Sunday, October 08, 2006

The Non Existent Banking Crisis

Right now in California, there has been 3,855 houses that have been foreclosed on. Let's just round it up to 4,000 and figure that each loan is $500,000. So it's 4,000 times 500,000. Just count the zeros and multiply the whole numbers together. The answer is 20 with 8 zeros added to it. Two billion dollars of real estate is in default in California so far this year.

Its highly probable, that on the way to foreclosure, the owner has also maxed out their credit cards. Let's figure the amount owed on credit cards, for a family in this predicament, would probably range between $10,000 to $50,000. Here would be a real, on the books, banking loss of between 40 to 200 million dollars.

There have been 23,000 bankruptcies so far this year and about 49,000 pre-foreclosures.
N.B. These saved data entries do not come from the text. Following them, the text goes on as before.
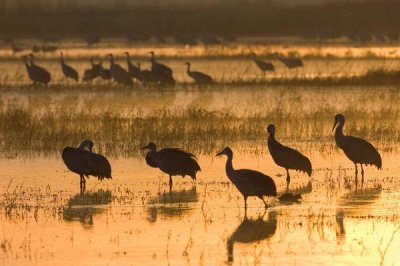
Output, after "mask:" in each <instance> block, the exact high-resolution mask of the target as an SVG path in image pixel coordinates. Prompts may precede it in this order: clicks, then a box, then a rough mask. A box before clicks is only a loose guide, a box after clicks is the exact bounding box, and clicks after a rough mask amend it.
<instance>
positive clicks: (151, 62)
mask: <svg viewBox="0 0 400 266" xmlns="http://www.w3.org/2000/svg"><path fill="white" fill-rule="evenodd" d="M150 55H151V57H150V62H151V71H153V72H155V73H157V74H162V75H168V76H172V69H171V68H169V67H167V66H166V65H164V64H160V63H158V62H157V61H156V59H155V56H154V52H153V51H151V52H150Z"/></svg>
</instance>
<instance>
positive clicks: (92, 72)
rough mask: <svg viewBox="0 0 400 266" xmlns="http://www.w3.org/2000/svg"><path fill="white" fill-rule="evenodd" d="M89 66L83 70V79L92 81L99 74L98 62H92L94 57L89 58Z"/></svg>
mask: <svg viewBox="0 0 400 266" xmlns="http://www.w3.org/2000/svg"><path fill="white" fill-rule="evenodd" d="M90 63H91V68H88V69H85V71H84V72H83V78H82V80H83V81H92V80H94V79H95V78H97V77H98V76H99V71H98V64H95V63H94V59H93V58H90Z"/></svg>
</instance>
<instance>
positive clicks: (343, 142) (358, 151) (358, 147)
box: [332, 114, 382, 184]
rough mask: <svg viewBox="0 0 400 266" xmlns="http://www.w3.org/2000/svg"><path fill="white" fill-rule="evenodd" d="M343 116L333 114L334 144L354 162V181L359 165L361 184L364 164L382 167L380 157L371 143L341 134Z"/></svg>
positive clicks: (378, 166) (362, 139) (381, 158)
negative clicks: (333, 123)
mask: <svg viewBox="0 0 400 266" xmlns="http://www.w3.org/2000/svg"><path fill="white" fill-rule="evenodd" d="M344 122H345V118H344V115H342V114H337V115H336V116H335V123H334V124H333V128H332V130H335V128H336V130H335V141H336V144H337V145H338V146H339V148H341V149H342V150H343V151H344V153H345V154H346V156H347V158H349V159H350V161H352V162H353V163H354V167H355V175H356V183H357V175H358V170H357V164H360V165H361V176H362V180H361V182H362V184H363V183H364V168H363V164H365V165H375V166H376V167H377V168H378V169H382V158H381V155H380V154H379V152H378V151H377V150H376V149H375V147H374V146H372V144H371V143H369V142H367V141H365V140H363V139H361V138H357V137H353V136H346V135H344V134H343V126H344Z"/></svg>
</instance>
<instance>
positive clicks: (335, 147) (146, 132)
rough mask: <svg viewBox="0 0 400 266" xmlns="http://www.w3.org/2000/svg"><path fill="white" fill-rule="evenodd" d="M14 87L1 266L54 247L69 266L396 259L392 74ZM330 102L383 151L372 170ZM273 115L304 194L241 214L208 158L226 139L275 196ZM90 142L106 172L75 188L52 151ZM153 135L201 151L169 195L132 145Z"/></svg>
mask: <svg viewBox="0 0 400 266" xmlns="http://www.w3.org/2000/svg"><path fill="white" fill-rule="evenodd" d="M243 64H245V63H243ZM312 66H313V65H312ZM312 66H311V67H310V68H311V69H313V67H312ZM308 69H309V68H308ZM314 69H318V67H314ZM21 71H22V70H21ZM306 71H309V70H306ZM14 72H15V71H14ZM14 72H13V73H14ZM315 73H316V72H315ZM221 75H222V74H221ZM25 83H26V82H25ZM25 83H24V81H21V84H20V85H12V84H11V85H7V86H5V85H4V87H3V88H2V94H1V99H0V136H1V141H0V150H1V159H0V192H1V193H0V194H1V196H0V205H1V214H0V224H1V230H0V253H1V254H2V255H1V258H0V261H1V263H2V264H3V265H21V264H45V265H60V264H63V263H64V264H65V261H66V258H68V264H72V263H73V264H78V265H91V264H97V265H107V264H111V263H112V264H126V265H140V264H145V263H146V264H159V265H165V264H170V265H177V264H191V265H192V264H193V265H198V264H202V265H209V264H214V265H216V264H225V263H227V264H228V263H233V264H235V265H236V264H237V265H249V264H250V265H254V264H276V265H279V264H289V265H295V264H296V265H298V264H328V265H333V264H346V265H355V264H358V265H360V264H371V265H376V264H384V265H396V264H399V263H400V261H399V256H398V247H399V245H400V232H399V231H400V229H399V228H400V218H399V213H400V205H399V202H400V192H399V190H400V181H399V173H400V167H399V165H398V157H399V152H400V149H399V148H400V145H399V144H398V143H399V139H400V136H399V132H400V123H399V116H398V114H399V113H400V112H399V105H398V102H399V98H400V91H399V90H398V88H397V86H396V85H395V84H393V85H385V86H311V87H310V86H299V85H291V86H284V85H282V86H269V85H268V84H264V85H262V84H261V85H260V84H257V85H255V86H252V85H249V84H246V85H240V86H239V85H237V86H228V85H226V84H221V85H220V86H219V85H213V86H210V87H207V86H205V87H198V86H193V85H190V84H184V85H181V84H178V85H177V86H175V87H174V88H154V87H148V88H142V87H140V88H139V87H138V88H134V89H124V88H119V87H110V85H108V84H100V85H98V86H95V85H79V86H75V87H73V86H72V87H71V86H68V84H67V85H65V86H64V85H63V83H62V82H61V81H60V84H59V85H57V86H58V87H57V88H56V89H54V90H52V88H51V87H50V88H30V87H28V86H27V85H26V84H25ZM336 113H343V114H345V115H346V125H345V128H344V131H345V133H346V134H349V135H355V136H359V137H362V138H365V139H367V140H369V141H370V142H371V143H373V144H374V145H375V147H377V149H378V150H379V151H380V153H381V155H382V160H383V169H382V170H377V169H376V168H374V167H365V176H366V181H365V183H364V185H363V186H362V187H361V185H360V183H358V185H357V186H356V184H355V177H354V166H353V164H352V163H351V161H349V160H348V159H347V158H346V156H345V155H344V153H343V152H342V151H341V150H339V149H338V148H337V147H336V144H335V142H334V139H333V133H332V126H333V123H334V116H335V114H336ZM269 123H274V124H275V126H276V137H277V139H279V140H280V141H281V142H282V143H284V144H286V145H290V146H291V147H295V148H296V149H298V150H300V151H301V152H302V153H303V154H305V155H307V156H308V157H309V158H310V160H311V162H312V163H313V169H314V172H313V175H312V177H311V178H309V177H307V176H306V175H305V174H303V173H295V172H293V174H292V182H291V186H290V187H291V190H292V192H293V193H300V194H301V195H302V201H301V202H299V203H293V204H287V203H280V202H279V201H278V200H277V199H270V200H269V202H270V204H271V205H272V207H271V208H269V209H268V210H265V209H264V205H263V203H262V202H261V201H260V200H258V199H254V198H250V199H249V200H248V204H249V209H248V213H247V218H245V216H244V209H243V205H244V202H243V197H242V196H241V194H240V193H239V192H238V191H237V189H236V188H235V187H234V186H233V185H232V184H231V183H230V181H229V180H228V179H227V177H226V175H225V161H226V159H225V158H219V157H215V154H216V153H217V152H219V151H220V150H221V149H222V148H223V147H225V146H230V147H231V148H232V149H233V150H234V154H235V157H234V159H233V164H234V167H235V168H238V169H239V168H250V169H256V170H259V171H261V172H263V173H265V174H268V175H269V176H271V177H272V178H273V179H274V181H275V182H276V184H277V188H278V194H280V195H281V194H283V193H284V192H285V187H286V183H285V174H286V172H285V170H284V169H283V168H280V167H278V166H276V165H275V164H274V162H273V161H272V158H271V156H270V154H269V152H268V149H267V146H266V139H267V132H266V126H267V124H269ZM86 138H90V139H92V140H93V141H94V143H95V146H94V151H95V152H99V153H102V154H104V155H106V156H107V157H108V158H109V160H110V163H111V165H112V170H113V179H112V180H106V181H98V180H96V179H95V178H90V179H88V181H87V191H86V194H85V195H83V196H81V195H79V184H78V183H79V176H78V175H76V174H74V173H71V172H70V171H68V170H67V168H66V167H65V165H64V163H63V162H62V159H61V156H60V154H61V151H62V149H63V147H65V146H76V145H78V144H79V143H80V141H81V140H83V139H86ZM149 141H153V142H156V143H157V145H158V146H159V147H182V148H184V149H185V150H188V151H191V152H193V153H195V154H196V155H198V158H199V164H200V166H201V167H202V171H201V172H200V173H199V174H198V180H197V181H196V182H193V181H192V180H191V179H190V178H188V177H186V178H185V179H182V178H181V177H175V178H174V187H173V190H172V192H169V189H168V176H167V175H165V174H163V173H161V172H160V171H159V170H158V169H154V168H150V167H148V166H147V165H146V163H145V161H144V156H145V152H143V151H140V150H139V147H141V146H143V145H146V144H147V143H148V142H149Z"/></svg>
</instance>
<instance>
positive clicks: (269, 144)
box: [267, 124, 312, 190]
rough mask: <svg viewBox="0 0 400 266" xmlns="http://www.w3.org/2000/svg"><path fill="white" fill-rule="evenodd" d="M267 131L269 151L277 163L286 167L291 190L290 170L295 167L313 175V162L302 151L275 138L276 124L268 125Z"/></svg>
mask: <svg viewBox="0 0 400 266" xmlns="http://www.w3.org/2000/svg"><path fill="white" fill-rule="evenodd" d="M267 131H268V133H269V137H268V149H269V153H271V156H272V159H273V160H274V162H275V163H276V164H277V165H279V166H281V167H283V168H285V170H286V190H289V184H290V175H289V170H291V169H293V170H297V171H301V172H304V173H307V174H308V176H311V173H312V166H311V162H310V160H309V159H308V158H307V157H306V156H304V155H303V154H301V153H300V152H298V151H296V150H294V149H292V148H290V147H287V146H283V145H282V144H280V143H279V142H278V141H277V140H276V139H275V126H274V125H273V124H269V125H268V126H267Z"/></svg>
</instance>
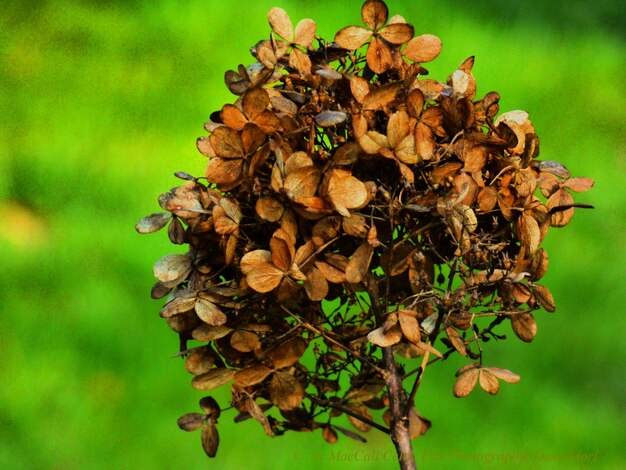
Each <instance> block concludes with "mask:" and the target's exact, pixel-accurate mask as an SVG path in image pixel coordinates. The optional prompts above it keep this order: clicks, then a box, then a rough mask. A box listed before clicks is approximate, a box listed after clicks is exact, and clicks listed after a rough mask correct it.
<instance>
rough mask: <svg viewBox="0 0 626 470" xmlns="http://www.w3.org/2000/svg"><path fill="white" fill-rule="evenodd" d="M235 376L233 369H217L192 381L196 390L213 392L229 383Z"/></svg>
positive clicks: (210, 371) (199, 375)
mask: <svg viewBox="0 0 626 470" xmlns="http://www.w3.org/2000/svg"><path fill="white" fill-rule="evenodd" d="M234 375H235V371H234V370H232V369H225V368H216V369H212V370H211V371H209V372H207V373H206V374H202V375H198V376H196V377H194V379H193V380H192V381H191V385H192V386H193V388H195V389H196V390H213V389H214V388H217V387H219V386H220V385H224V384H225V383H227V382H229V381H230V379H232V378H233V376H234Z"/></svg>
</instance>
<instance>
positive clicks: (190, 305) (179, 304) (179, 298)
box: [160, 297, 196, 318]
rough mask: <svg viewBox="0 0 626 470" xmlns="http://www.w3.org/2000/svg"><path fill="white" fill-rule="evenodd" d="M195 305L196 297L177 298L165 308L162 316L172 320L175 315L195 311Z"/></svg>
mask: <svg viewBox="0 0 626 470" xmlns="http://www.w3.org/2000/svg"><path fill="white" fill-rule="evenodd" d="M195 303H196V298H195V297H175V298H173V299H172V300H170V301H169V302H168V303H166V304H165V305H164V306H163V308H162V309H161V312H160V315H161V316H162V317H163V318H170V317H173V316H174V315H179V314H181V313H183V312H188V311H189V310H193V307H194V305H195Z"/></svg>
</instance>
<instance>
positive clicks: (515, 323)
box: [511, 313, 537, 343]
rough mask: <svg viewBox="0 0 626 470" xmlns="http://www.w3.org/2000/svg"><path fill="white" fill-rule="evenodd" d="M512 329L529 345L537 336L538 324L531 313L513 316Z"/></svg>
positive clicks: (519, 338) (511, 325) (521, 313)
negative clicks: (526, 342) (531, 341)
mask: <svg viewBox="0 0 626 470" xmlns="http://www.w3.org/2000/svg"><path fill="white" fill-rule="evenodd" d="M511 327H512V328H513V332H514V333H515V336H517V337H518V338H519V339H521V340H522V341H525V342H527V343H530V342H531V341H532V340H533V338H534V337H535V335H536V334H537V322H536V321H535V317H533V315H532V314H531V313H521V314H519V315H514V316H512V317H511Z"/></svg>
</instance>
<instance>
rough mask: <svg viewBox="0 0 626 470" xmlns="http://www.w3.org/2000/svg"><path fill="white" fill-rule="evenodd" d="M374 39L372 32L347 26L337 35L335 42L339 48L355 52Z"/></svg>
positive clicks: (337, 33)
mask: <svg viewBox="0 0 626 470" xmlns="http://www.w3.org/2000/svg"><path fill="white" fill-rule="evenodd" d="M371 37H372V32H371V31H369V30H367V29H365V28H362V27H360V26H347V27H345V28H343V29H341V30H340V31H339V32H338V33H337V34H336V35H335V42H336V43H337V44H338V45H339V47H343V48H344V49H348V50H349V51H354V50H356V49H358V48H359V47H361V46H362V45H363V44H365V43H366V42H367V41H368V40H369V38H371Z"/></svg>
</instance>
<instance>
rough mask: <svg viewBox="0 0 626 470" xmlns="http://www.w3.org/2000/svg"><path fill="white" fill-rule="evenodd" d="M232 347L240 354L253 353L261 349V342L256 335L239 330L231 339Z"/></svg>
mask: <svg viewBox="0 0 626 470" xmlns="http://www.w3.org/2000/svg"><path fill="white" fill-rule="evenodd" d="M230 345H231V346H232V347H233V349H236V350H237V351H239V352H244V353H246V352H252V351H254V350H255V349H259V348H260V347H261V342H260V341H259V337H258V336H257V335H256V333H253V332H251V331H244V330H238V331H235V332H234V333H233V334H232V336H231V337H230Z"/></svg>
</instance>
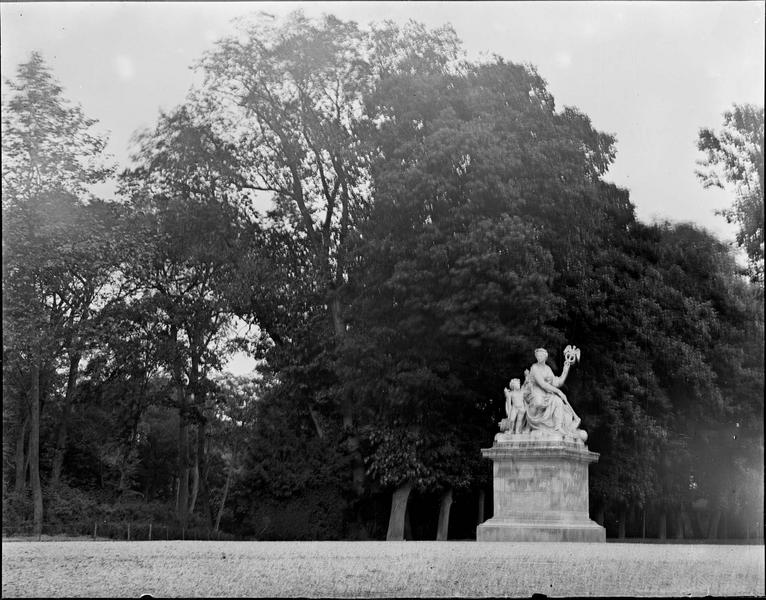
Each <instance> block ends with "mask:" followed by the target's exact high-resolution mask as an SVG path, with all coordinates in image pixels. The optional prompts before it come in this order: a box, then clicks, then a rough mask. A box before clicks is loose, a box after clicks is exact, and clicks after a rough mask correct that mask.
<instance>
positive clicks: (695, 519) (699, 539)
mask: <svg viewBox="0 0 766 600" xmlns="http://www.w3.org/2000/svg"><path fill="white" fill-rule="evenodd" d="M710 517H711V513H710V512H709V511H707V510H696V511H695V515H694V526H695V527H694V538H695V539H698V540H701V539H703V538H704V537H705V536H706V534H707V531H708V527H709V525H710Z"/></svg>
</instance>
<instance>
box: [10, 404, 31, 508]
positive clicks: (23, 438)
mask: <svg viewBox="0 0 766 600" xmlns="http://www.w3.org/2000/svg"><path fill="white" fill-rule="evenodd" d="M28 430H29V414H28V413H27V414H26V415H24V421H23V422H22V424H21V429H20V431H19V435H18V437H17V438H16V485H15V486H14V489H15V490H16V493H18V494H21V493H23V492H24V489H26V487H27V460H26V459H27V457H28V456H29V455H28V454H27V453H26V452H24V447H25V445H26V444H25V442H26V438H27V431H28Z"/></svg>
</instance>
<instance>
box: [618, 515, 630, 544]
mask: <svg viewBox="0 0 766 600" xmlns="http://www.w3.org/2000/svg"><path fill="white" fill-rule="evenodd" d="M627 520H628V511H627V510H625V509H624V508H621V509H620V516H619V522H618V523H617V537H618V538H620V539H621V540H624V539H625V521H627Z"/></svg>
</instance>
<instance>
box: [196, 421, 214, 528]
mask: <svg viewBox="0 0 766 600" xmlns="http://www.w3.org/2000/svg"><path fill="white" fill-rule="evenodd" d="M207 446H208V444H207V419H206V418H204V415H203V420H202V423H200V425H199V427H198V428H197V463H198V466H199V467H198V468H199V473H198V482H199V484H198V485H199V501H200V511H201V512H202V518H203V519H204V521H205V526H206V527H208V528H210V527H211V525H212V524H213V511H212V509H211V507H210V488H209V487H208V484H207V472H208V462H207V453H208V447H207Z"/></svg>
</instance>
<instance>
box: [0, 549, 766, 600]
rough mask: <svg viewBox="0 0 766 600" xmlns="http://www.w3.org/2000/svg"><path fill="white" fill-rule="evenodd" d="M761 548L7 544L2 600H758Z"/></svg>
mask: <svg viewBox="0 0 766 600" xmlns="http://www.w3.org/2000/svg"><path fill="white" fill-rule="evenodd" d="M765 568H766V566H765V565H764V548H763V546H762V545H722V544H716V545H702V544H695V545H689V544H621V543H608V544H582V543H548V542H541V543H510V542H452V541H450V542H198V541H186V542H182V541H171V542H166V541H155V542H119V541H43V542H10V541H5V540H4V542H3V563H2V577H3V587H2V595H3V597H19V596H26V597H32V596H48V597H50V596H70V597H71V596H80V597H82V596H112V597H114V596H122V597H125V596H128V597H135V598H138V597H140V596H141V595H142V594H151V595H153V596H155V597H188V596H219V597H227V596H267V597H268V596H282V597H284V596H309V597H311V596H322V597H327V596H330V597H393V596H414V597H418V596H449V597H454V596H464V597H476V596H479V597H480V596H511V597H526V598H529V597H530V596H531V595H532V594H534V593H541V594H545V595H547V596H687V595H691V596H707V595H713V596H728V595H739V596H763V595H764V594H766V590H765V589H764V588H765V584H764V570H765Z"/></svg>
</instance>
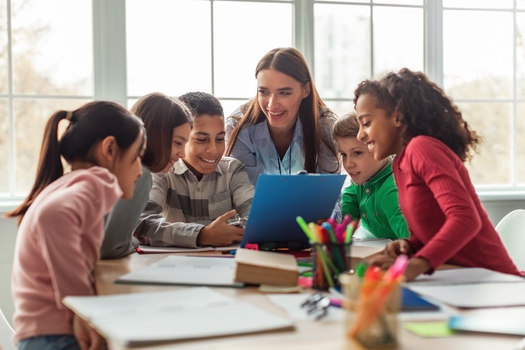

Here is a Link to the numbers I am quoting. If we figure that the 23,000 bankruptcy's have between $10,000 and $50,000 in credit card debt, that calculates out to between 230 million and 1.15 billion dollars of bad debt.

Speculate further, that about 4,000 of the 49,000 pre-foreclosures go into foreclosure. That's another two billion of real estate in default and of course another 40 to 200 million of bad credit card debt.

This leaves a range of between 310 million (20+20=230) to 1.5 billion (1.15+.2+.2) in bad credit card debt. If the banks can pull out 80% of their loan value on the 4 billion of real estate in foreclosure, then that would result in a loss of about 800 million.

The most optimistic numbers, would be 310 million in non collectible credit card debt and a zero loss on all real estate foreclosures (the Tooth Fairy lives!). The worse case for the banks would be 1.5 billion in credit card debt and close to 1 billion in real estate write offs.

This is kind of boring stuff, but remember, this is only one state, California. Visualize all 50 states together, now it begins to have some size and body.

One person in bankruptcy or foreclosure is not the end of the world. But a bank, with a couple hundred foreclosures and a lot of bad plastic, knows the reality of their problem right now, at this present time.

The first signs of fire in the movie theater will be after the end of the fiscal year for these banks, when they have to present their profit and loss statements.

As if things couldn't get worse, two trillion in bank loans are due to reset in the next 12 months. Here cometh the Anti-Tooth Fairy. So with the banks Federally insured (and you thought the Tooth Fairy was dead) the New Year could prove very distracting.


mbarl said...

Finally the main stream media has caught wind of the problem with liar loans! The following clip is a story that was done by CBS in San Francisco on a special called 30 minutes.
Could have gone a little deeper, but this is a great start!!!!

Anonymous said...

An article in The Christian Science Monitor last week projected 500,000 foreclosures on loans originated during FY 2004 and FY 2005, nationwide. If each foreclosure results in a combined loss on REO and credit cards (assuming bankruptcy also occurs due to maxed-out credit cards) of $100,000, that would create $50 billion of loan and investment losses. I am guessing that the current provisions for such losses are a tiny fraction of the losses that are likely to occur.

Jim in San Marcos said...


500,000 foreclosures or think of it as 500,000 families in foreclosure.

Figure a family consists of 4 people; two adults and two children. Kiss the credit cards goodbye and now you have 2 million people not consuming on a normal basis.

The time element is in play right now. It takes 9 months pretty much to foreclose on a house in California. But looking at some of these bankruptcy filings it could be a lot longer. Anyone have any information on how long a bankruptcy proceeding takes?